Project

Making use of flavours to increase consumer acceptance of novel healthy food products

In order to help consumers change their diet towards more healthy and sustainable foods, knowledge is required in about how food habits are formed based on the familiarity of the food flavours, and under which circumstances these habits can be changed. This knowledge development is hampered by the limitations of our response measurements. Traditional food testing involves participants that are requested to focus on the products after which they formulate their responses using for example rating scales for liking or sensory attributes, which goes against most normal consumer behaviour. In daily life, most food-related decisions are made automatically, based on situational cues that consumers are hardly ever aware off. Such choice heuristics allow consumers to quickly select products from a vast assortment of products, e.g. in supermarkets. Alternative measurements that do not rely on consumers explicit thinking their choices through, need to be developed. Implicit measurements can be employed, such as physiological responses but also observation of specific behavioural responses of the actual choices made in manipulated situations. Recent studies suggest that these measures may better relate to real-life repeated food choices than existing measures.

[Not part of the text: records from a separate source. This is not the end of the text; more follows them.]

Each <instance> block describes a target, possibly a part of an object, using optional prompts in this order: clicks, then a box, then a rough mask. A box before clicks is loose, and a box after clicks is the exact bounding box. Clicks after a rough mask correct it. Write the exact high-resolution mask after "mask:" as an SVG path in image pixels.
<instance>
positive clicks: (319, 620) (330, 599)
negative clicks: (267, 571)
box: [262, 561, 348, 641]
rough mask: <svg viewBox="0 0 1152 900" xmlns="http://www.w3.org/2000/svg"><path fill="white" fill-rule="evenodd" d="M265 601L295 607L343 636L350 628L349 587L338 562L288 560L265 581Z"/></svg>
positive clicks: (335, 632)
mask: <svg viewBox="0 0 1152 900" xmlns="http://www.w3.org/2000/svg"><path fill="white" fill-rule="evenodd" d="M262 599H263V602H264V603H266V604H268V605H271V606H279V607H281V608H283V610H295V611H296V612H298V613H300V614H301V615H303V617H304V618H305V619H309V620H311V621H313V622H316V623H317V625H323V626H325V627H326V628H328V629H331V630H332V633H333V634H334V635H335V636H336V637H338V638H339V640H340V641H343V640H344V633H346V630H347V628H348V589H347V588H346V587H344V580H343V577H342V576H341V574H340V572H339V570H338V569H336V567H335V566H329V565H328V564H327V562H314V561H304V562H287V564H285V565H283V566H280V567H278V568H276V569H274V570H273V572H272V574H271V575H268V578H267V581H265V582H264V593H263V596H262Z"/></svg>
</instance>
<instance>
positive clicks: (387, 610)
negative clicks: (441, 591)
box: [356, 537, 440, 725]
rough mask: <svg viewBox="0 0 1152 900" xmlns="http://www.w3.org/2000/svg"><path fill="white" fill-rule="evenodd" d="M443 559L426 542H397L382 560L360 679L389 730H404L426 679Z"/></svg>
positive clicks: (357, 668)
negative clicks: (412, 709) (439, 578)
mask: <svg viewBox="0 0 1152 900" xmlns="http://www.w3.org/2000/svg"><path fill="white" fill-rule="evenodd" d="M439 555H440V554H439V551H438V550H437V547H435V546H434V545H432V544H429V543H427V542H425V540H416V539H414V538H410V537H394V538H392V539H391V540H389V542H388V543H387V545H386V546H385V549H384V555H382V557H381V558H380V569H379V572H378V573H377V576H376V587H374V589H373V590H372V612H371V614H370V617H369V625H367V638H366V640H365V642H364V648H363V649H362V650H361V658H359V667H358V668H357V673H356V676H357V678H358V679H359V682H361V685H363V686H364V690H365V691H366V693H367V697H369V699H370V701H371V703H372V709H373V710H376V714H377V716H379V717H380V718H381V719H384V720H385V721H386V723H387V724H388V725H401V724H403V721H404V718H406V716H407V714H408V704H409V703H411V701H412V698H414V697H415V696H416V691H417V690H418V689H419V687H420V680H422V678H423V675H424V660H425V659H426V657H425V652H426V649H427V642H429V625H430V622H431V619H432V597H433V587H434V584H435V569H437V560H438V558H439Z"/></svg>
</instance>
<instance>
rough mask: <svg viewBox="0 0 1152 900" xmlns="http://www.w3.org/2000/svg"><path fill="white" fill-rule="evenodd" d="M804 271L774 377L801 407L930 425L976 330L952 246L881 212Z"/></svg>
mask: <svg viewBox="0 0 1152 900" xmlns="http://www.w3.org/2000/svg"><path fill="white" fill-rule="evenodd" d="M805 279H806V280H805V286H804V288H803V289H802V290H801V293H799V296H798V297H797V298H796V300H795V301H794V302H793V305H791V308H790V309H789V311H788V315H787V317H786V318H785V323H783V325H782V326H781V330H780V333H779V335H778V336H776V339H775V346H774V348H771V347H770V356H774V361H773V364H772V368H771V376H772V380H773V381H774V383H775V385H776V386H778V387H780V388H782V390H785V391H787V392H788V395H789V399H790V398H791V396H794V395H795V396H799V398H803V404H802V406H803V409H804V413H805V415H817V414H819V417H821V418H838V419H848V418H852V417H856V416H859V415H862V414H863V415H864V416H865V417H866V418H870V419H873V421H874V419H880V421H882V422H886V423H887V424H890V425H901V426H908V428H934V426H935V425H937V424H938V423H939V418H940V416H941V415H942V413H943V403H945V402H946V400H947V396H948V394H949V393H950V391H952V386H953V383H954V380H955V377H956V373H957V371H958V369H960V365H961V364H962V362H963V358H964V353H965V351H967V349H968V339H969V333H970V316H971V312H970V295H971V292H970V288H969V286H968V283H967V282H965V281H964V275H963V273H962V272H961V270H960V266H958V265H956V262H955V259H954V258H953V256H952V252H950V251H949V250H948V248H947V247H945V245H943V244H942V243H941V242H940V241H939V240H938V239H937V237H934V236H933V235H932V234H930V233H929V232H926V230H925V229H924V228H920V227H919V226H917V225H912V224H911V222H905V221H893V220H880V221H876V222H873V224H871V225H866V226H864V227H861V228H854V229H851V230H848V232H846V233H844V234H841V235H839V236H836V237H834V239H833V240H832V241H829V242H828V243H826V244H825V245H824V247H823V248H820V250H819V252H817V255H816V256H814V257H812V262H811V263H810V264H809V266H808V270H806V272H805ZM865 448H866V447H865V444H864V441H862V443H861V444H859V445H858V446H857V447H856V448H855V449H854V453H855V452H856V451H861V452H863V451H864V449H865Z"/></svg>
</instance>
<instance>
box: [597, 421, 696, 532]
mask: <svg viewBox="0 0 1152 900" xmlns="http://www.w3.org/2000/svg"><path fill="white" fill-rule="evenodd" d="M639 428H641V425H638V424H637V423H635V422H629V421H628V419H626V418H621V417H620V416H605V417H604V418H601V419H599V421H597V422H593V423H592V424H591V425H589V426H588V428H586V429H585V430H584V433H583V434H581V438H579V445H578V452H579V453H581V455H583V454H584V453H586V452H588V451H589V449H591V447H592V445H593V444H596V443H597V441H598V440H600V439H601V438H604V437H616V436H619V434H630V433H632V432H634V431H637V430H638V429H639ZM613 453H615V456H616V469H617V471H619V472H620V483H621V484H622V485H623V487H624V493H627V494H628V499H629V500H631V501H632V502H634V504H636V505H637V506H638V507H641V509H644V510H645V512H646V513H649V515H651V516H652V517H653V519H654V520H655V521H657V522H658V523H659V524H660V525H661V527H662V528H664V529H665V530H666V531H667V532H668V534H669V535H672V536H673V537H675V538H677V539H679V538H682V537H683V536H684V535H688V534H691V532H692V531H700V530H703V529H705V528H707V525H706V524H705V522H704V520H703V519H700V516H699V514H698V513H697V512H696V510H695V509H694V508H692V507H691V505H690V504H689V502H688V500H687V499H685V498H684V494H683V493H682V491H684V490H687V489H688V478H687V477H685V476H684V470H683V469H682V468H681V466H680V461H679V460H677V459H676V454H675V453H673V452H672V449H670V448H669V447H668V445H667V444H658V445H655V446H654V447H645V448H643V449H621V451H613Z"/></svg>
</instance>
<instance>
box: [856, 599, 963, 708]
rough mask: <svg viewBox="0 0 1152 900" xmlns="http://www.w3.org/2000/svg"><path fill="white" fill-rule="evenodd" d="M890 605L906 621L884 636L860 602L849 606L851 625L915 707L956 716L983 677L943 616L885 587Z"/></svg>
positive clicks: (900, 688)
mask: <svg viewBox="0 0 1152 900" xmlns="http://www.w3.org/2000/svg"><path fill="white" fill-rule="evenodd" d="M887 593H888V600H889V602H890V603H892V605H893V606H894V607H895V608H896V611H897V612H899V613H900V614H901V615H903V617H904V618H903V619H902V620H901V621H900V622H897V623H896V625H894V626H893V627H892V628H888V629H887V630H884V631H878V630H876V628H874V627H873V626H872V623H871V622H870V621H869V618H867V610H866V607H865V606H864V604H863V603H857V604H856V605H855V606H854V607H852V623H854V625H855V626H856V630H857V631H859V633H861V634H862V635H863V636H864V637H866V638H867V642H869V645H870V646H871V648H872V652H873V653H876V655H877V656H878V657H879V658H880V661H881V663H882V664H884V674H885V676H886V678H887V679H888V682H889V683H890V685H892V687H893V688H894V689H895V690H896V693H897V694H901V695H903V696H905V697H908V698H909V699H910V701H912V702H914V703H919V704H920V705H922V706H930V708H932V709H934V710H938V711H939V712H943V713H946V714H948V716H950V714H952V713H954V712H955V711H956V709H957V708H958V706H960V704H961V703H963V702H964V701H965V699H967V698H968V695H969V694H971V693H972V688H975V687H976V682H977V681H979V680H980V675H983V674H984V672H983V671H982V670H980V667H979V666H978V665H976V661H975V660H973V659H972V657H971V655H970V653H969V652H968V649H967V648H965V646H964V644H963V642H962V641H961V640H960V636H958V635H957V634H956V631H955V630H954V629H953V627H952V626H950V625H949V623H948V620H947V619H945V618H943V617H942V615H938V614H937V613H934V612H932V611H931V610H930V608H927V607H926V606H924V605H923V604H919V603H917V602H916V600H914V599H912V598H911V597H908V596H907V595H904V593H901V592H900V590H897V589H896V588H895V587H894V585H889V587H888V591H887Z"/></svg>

The aim of this project is threefold: 1) to investigate the development of familiarity and acceptance of food products with new flavours (either reduced existing flavours, new flavours or new flavour combinations), 2) to gain insight in the effect of congruent and non-congruent food combinations in food acceptance 3) to further develop a research tool kit consisting of implicit and explicit tests that monitor consumer acceptance during repeated exposures.

For the food industry the benefits are in more clear strategies how to introduce reformulated products which are accepted by consumers. For the scientific community, especially the gained insight in the combination of implicit and explicit measurements to explain food acceptance is valuable. For society, the new strategies may facilitates consumers to make the healthier choices.